Single speed bikes have one gear ratio and no shifters, making them simple and easy to maintain. They are popular for their elegance and simplicity, but may not be suitable for varied terrain. They are gaining popularity and more companies are offering affordable options for different types of riders.
People unfamiliar with the world of bicycles might initially be shocked by the number of different varieties out there. One such variety that has been gaining popularity recently is the single speed bicycle, which is any type of bicycle that has only one gear ratio, i.e. has one gear on the rear wheel and one on the cranks. A single speed bike doesn’t use shifters because there are no gears to shift; this pleases many enthusiasts who are looking for a simple, practical and elegant looking bike to take them on the trails or on the streets. The single speed bike has many advantages and disadvantages, depending on the type of riding you want to do.

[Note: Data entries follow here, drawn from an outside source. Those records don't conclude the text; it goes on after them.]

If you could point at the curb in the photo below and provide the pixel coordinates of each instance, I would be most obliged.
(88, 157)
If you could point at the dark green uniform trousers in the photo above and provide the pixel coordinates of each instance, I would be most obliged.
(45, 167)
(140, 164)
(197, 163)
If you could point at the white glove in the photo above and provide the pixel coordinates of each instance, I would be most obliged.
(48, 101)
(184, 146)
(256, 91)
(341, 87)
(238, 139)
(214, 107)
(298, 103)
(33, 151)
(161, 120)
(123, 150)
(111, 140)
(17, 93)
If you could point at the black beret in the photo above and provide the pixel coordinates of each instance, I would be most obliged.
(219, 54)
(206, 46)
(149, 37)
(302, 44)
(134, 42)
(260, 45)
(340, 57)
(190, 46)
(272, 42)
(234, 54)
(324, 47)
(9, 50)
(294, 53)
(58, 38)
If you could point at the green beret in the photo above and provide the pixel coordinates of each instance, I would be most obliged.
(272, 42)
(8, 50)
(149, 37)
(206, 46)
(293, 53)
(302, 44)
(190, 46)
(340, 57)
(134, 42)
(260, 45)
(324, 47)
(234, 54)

The appeal of the single speed bike comes from its simplicity. Since there are no gears to change, the rider has only one responsibility: to pedal. There’s no worrying about being in the right gear, pedaling too hard or too easily. The downside to having only one gear on your single-speed bike is that it’s less suited to varied terrain. For example, you may find that your gear ratio is perfect for riding moderate trails, but once you hit pavement, you may find yourself pedaling too fast and not moving as fast as you’d like. Conversely, your single-speed bike might be perfect for gently sloping or relatively flat trails, but once uphill, you might find yourself struggling to turn the pedals.

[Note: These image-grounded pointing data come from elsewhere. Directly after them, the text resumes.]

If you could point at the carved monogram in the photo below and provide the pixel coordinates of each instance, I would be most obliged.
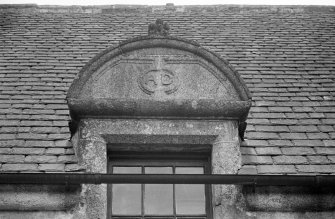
(160, 80)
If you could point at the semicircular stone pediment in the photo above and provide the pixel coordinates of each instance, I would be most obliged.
(158, 76)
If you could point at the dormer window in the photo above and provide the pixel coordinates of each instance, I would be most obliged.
(159, 200)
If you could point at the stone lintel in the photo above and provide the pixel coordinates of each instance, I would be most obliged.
(205, 108)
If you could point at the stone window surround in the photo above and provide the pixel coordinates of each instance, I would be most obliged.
(96, 135)
(99, 123)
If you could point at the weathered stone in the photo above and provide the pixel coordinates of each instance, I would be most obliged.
(288, 199)
(38, 198)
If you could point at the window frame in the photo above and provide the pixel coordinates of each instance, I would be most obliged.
(152, 159)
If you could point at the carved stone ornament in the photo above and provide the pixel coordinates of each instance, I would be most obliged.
(158, 28)
(160, 80)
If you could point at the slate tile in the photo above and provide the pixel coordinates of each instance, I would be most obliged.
(52, 167)
(250, 159)
(289, 160)
(19, 167)
(248, 169)
(318, 160)
(298, 151)
(275, 169)
(268, 150)
(316, 168)
(293, 135)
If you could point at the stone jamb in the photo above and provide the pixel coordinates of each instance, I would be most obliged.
(96, 134)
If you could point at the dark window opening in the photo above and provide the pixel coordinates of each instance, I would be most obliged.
(175, 201)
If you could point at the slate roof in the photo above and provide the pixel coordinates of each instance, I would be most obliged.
(285, 54)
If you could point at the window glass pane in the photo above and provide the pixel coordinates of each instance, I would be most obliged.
(189, 170)
(158, 198)
(158, 170)
(127, 170)
(190, 199)
(126, 198)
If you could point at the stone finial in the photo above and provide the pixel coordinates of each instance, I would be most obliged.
(158, 28)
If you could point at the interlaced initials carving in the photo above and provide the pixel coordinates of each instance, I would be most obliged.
(158, 80)
(158, 28)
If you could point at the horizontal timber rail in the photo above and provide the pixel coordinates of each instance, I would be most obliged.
(86, 178)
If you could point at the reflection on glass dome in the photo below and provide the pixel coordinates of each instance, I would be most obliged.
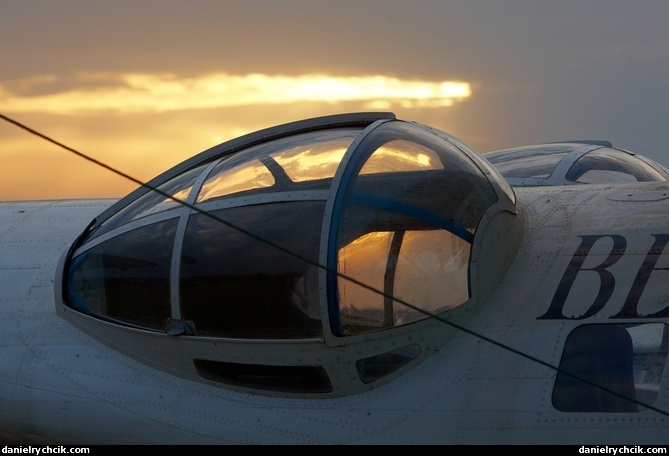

From a maintenance standpoint, single speed bicycles have gained popularity because there are far fewer parts to fix or replace. There are no shifters, and consequently no shift cables, derailleurs or numerous chainrings and sprockets to deal with. The single speed bike has only one rear sprocket and one front sprocket, thus eliminating both parts that require maintenance and weight that can make the bike harder to pedal. The weight factor made single speeds popular with racers, and in recent years a new racing category has developed specifically for the single speed bike.
Beyond the technical and mundane appeal of the single-speed bike, enthusiasts appreciate the elegant aspect of single-speed racing. There are fewer cables hanging out the front end, there are no derailleurs to contend with, and the smaller gear cogs create a more simplistic look that lends the spotlight to the frame and wheels—essentially the classic shape of a bicycle. As the single speed bicycle becomes more and more popular, more and more companies are venturing into the market and offering affordable, stylish and useful machines for all different types of riders.